I now have what I would consider to be a 1.0 release candidate. Improvements from the previous version:

  1. My implementation now more fully supports both the Dimming and SwitchPower services. This should allow greater compatibility with different remote clients. In particular, the Vera android app now works as you would expect.

  2. I now support both dimmer and binary type switches. (Previously, I used the dimmer device as a universal type control to manipulate both binary and dimming switches.) When paring, the plug-in is smart enough (most of the time) to determine if each legrand “group” you are paring with should be represented with a dimmer or a binary switch:
    a) If all members of the group are switches, then it will be represented with a switch.
    b) If at least one member of the group is a dimmer, it will be represented with a dimmer.

I say the plug-in is smart enough to detect the proper device “most of the time” due to limitations in the way that Legrand reports lighting groups. I’ll spare you the gory details unless anyone wants them.

  1. The interface to pair the Legrand devices with Vera will allow you to “force” the kind of device (dimmer or binary switch) to represent your physical group. (This is in the rare case that Vera cannot correctly determine it.)

I’m not going to officially publish this right now since:

  1. there is no UI7 app store…
  2. I do not have UI5 available to test this on to be comfortable publishing it to the UI5 app store.

But if anyone want’s it…just PM me.

Next update…

I’m now becoming more “intimately familiar” with the limitations of communcations over the serial interface (or at least with my particular serial device.) For example, I created some scenes that used several of my light devices, but my serial device could not handle all the commands coming at it at once. It doesn’t buffer them in any way…

My solution was to implement a “command queue” (my own buffer of sorts)…once my implementation receives a command, it does not pass it on to the serial device itself until a set period of time after the next command in the queue. In my case, it works out that I need 2 seconds between commands to be virtually sure that all commands will be processed.

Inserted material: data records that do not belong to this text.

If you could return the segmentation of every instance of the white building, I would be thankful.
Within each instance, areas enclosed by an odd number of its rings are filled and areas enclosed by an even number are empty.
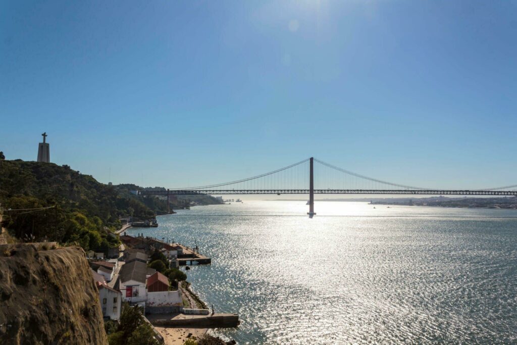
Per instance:
[[[97,287],[99,289],[99,301],[102,310],[102,316],[112,320],[120,319],[122,293],[105,284],[98,282]]]
[[[114,271],[115,270],[108,268],[103,266],[99,266],[99,268],[97,268],[97,273],[102,275],[104,277],[104,278],[106,279],[106,281],[111,281],[111,280],[113,279]]]
[[[145,302],[147,299],[146,281],[156,272],[138,260],[123,265],[119,273],[119,290],[124,300],[130,303]]]

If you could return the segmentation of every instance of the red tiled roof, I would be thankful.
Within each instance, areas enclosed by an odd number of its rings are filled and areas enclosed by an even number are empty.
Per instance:
[[[109,290],[113,291],[113,292],[116,292],[117,293],[121,293],[118,290],[115,290],[113,288],[110,288],[110,287],[108,286],[108,285],[107,284],[103,284],[103,283],[101,283],[101,282],[100,282],[99,281],[97,282],[97,289],[108,289]]]
[[[104,278],[104,276],[101,274],[99,274],[96,272],[93,269],[92,270],[92,274],[94,276],[94,280],[97,282],[105,283],[106,282],[106,279]]]
[[[111,269],[113,269],[113,267],[115,267],[115,264],[111,262],[108,262],[107,261],[92,261],[92,263],[95,265],[98,265],[99,266],[103,266]]]
[[[146,287],[148,288],[150,286],[154,284],[157,281],[161,281],[164,284],[169,285],[169,279],[160,272],[156,272],[152,276],[147,278],[147,283]]]
[[[101,266],[99,267],[98,269],[100,269],[103,272],[105,272],[106,273],[109,273],[111,274],[111,273],[113,272],[113,270],[111,268],[108,268],[108,267],[104,267],[103,266]]]
[[[139,243],[142,242],[142,239],[141,238],[137,238],[136,237],[133,237],[132,236],[127,236],[127,235],[120,236],[119,238],[120,239],[120,241],[122,241],[123,242],[124,242],[125,243],[129,243],[129,244],[131,244],[132,245],[138,244]]]

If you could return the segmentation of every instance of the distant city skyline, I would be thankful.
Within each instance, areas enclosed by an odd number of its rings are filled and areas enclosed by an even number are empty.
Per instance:
[[[515,18],[503,2],[4,2],[0,151],[36,160],[46,132],[52,162],[143,186],[310,156],[515,184]]]

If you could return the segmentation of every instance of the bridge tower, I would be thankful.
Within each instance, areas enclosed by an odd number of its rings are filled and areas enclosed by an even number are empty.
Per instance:
[[[311,157],[309,168],[309,218],[315,216],[314,213],[314,158]]]
[[[171,194],[169,192],[169,188],[167,188],[167,214],[171,214]]]

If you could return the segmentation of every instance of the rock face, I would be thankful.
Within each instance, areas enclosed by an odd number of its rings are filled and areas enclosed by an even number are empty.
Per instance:
[[[84,251],[47,245],[0,245],[0,343],[108,345]]]

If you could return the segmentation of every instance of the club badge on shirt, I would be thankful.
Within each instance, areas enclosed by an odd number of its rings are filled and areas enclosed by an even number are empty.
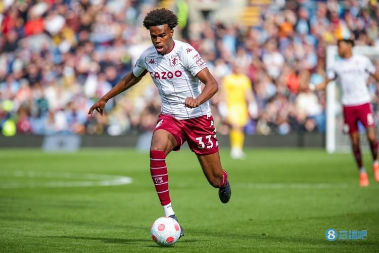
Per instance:
[[[179,63],[179,57],[177,55],[173,55],[170,60],[171,66],[176,66]]]

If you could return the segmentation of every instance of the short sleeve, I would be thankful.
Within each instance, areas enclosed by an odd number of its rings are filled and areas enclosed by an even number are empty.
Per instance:
[[[375,66],[369,59],[367,57],[365,58],[366,61],[364,70],[369,74],[371,74],[371,75],[374,74],[376,71],[376,70],[375,69]]]
[[[337,78],[337,73],[334,68],[330,68],[326,70],[326,77],[330,80],[334,80]]]
[[[142,59],[142,55],[137,60],[134,67],[133,68],[133,74],[134,76],[138,77],[145,70],[145,61]]]
[[[191,46],[183,49],[182,54],[184,55],[185,67],[194,76],[207,67],[207,64],[198,51]]]

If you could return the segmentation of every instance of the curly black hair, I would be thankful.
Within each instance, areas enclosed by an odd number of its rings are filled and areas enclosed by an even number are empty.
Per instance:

The practical consequence is that if I have a scene to “turn off 10 lights”…they will ultimately be turned off sequentially…one light every 2 seconds.

Congratulations, JoeyD, that’s a really good effort. Feel free to attach the source files to a thread in the forum; that’s what we all used to do before apps.mios.com.

Edit: spelling

I will…once I clean up the code a bit. ;D It’s functioning fine at the moment, but as this was my first experience with vera / luup, etc, I did some pretty messy things along the way.